A new feature for this year’s workshop was having a “poster boaster” session, in which each of the presenters in the poster session had one minute to pitch his or her work.  For those of you unfamiliar with this format, I highly recommend it. The compressed format forces presenters to distill the essence of their contributions–a useful exercise in general. And the audience doesn’t get bored: if you decide halfway into a presentation that you aren’t interested, then you only have to wait 30 seconds until the next one! Not the we had that problem: the posters were consistently interesting, as the submissions were unusually strong this year. You can download the full workshop proceedings here.

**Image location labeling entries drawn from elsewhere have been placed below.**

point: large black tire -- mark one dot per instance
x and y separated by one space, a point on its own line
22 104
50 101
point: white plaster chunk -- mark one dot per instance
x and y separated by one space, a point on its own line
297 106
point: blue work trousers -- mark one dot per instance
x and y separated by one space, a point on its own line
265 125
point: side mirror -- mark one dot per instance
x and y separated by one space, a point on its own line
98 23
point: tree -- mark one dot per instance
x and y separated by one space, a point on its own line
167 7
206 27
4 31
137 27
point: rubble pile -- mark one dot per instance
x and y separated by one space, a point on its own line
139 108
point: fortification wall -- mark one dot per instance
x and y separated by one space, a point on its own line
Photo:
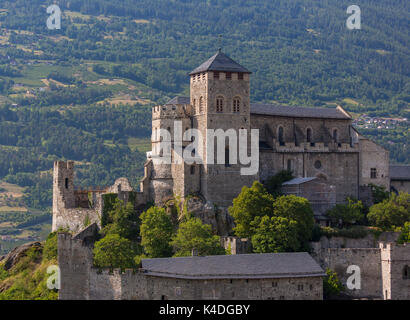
369 241
75 219
395 261
129 285
367 259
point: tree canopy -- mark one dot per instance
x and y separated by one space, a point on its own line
114 251
192 234
391 213
156 233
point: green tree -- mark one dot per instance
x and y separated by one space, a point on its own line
250 203
379 193
193 234
274 184
331 284
405 234
391 213
297 209
114 251
347 213
275 234
156 233
50 247
124 223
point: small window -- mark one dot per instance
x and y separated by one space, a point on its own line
219 104
335 135
289 165
280 136
236 104
201 105
309 135
406 272
227 164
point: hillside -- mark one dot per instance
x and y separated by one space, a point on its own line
84 92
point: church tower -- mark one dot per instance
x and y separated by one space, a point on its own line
220 96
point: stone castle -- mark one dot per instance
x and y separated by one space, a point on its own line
328 157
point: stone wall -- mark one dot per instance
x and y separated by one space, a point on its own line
80 280
396 271
236 245
367 259
401 185
381 264
373 156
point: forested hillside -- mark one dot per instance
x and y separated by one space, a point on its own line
84 92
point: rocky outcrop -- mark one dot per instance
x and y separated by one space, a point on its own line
218 218
14 256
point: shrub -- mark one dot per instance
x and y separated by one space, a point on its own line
331 284
156 233
193 234
392 213
114 252
50 247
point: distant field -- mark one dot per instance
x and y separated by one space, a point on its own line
140 144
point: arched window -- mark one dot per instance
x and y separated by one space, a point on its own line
236 104
406 272
335 135
309 135
280 136
219 104
227 164
289 167
201 105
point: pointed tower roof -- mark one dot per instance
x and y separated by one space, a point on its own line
220 62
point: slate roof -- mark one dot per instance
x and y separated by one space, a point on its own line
284 111
179 100
220 62
287 111
240 266
400 172
298 181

Even the full presentations weren’t that long. The five speakers were each allotted ten minutes, with a healthy amount of time reserved for a panel-style Q&A sessions. The papers in this session were, by design, some of the more controversial ones. In particular, Ellen Voorhees delivered a full-throated defense of Cranfield / TREC-style evaluation: “I Come Not to Bury Cranfield, but to Praise It” (similar to her presentation at the 2006 Workshop on Adaptive Information Retrieval that I discussed on this blog last year). Her reminder of HCIR’s challenges on the evaluation front surely ruffled some feathers, but all of us HCIR avocates need to address these challenges if we want researchers (and practitioners) outside our community to drink our kool-aid.

The above format was already quite interactive (as befits a workshop about interaction), but the second half of the day was explicitly designed to facilitate discussion. We had lunch on site, followed by a one-hour poster session.  We then had two one-hour guided discussion sessions to address the theoretical and practical concerns of HCIR. As organizers, we seeded both sessions with questions, but we also incorporated concerns that had come up during earlier discussions.

Finally, I am grateful to our sponsors. Catholic University was a gracious host and sponsor, providing the workshop with a great space and very helpful student volunteers. Between that and the financial contributions of Endeca and Microsoft Research, we were able to continue our tradition of not charging attendees for the workshop. I can’t promise that will continue indefinitely, but I am glad that our insistence on emphasizing substance over frivolous amenities has helped us deliver what I believe to be some of the best bang-for-buck in the scholarly community.

I’m already excited about HCIR 2010. Unlike the past three workshops, which have been held as independent events, next year’s workshop will be co-located with the Information Interaction in Context Symposium (IIiX’10) in New Brunswick, New Jersey. The workshop will take place on August 22nd, breaking our unintended tradition of holding the workshop on October 23rd. Nick Belkin assures us that there will be lots of space, so hopefully we’ll be able to accommodate everyone who is interested. We’ll also be soliciting sponsors for both the workshop and the broader symposium.

But there’s more to HCIR than enjoying each other’s company at workshops. We must spend the remaining 364 days of the year fleshing out our vision, and relating that vision not only to the disciplines HCIR explicitly integrates, but to pressing social concerns. It is up to us all to make our work relevant.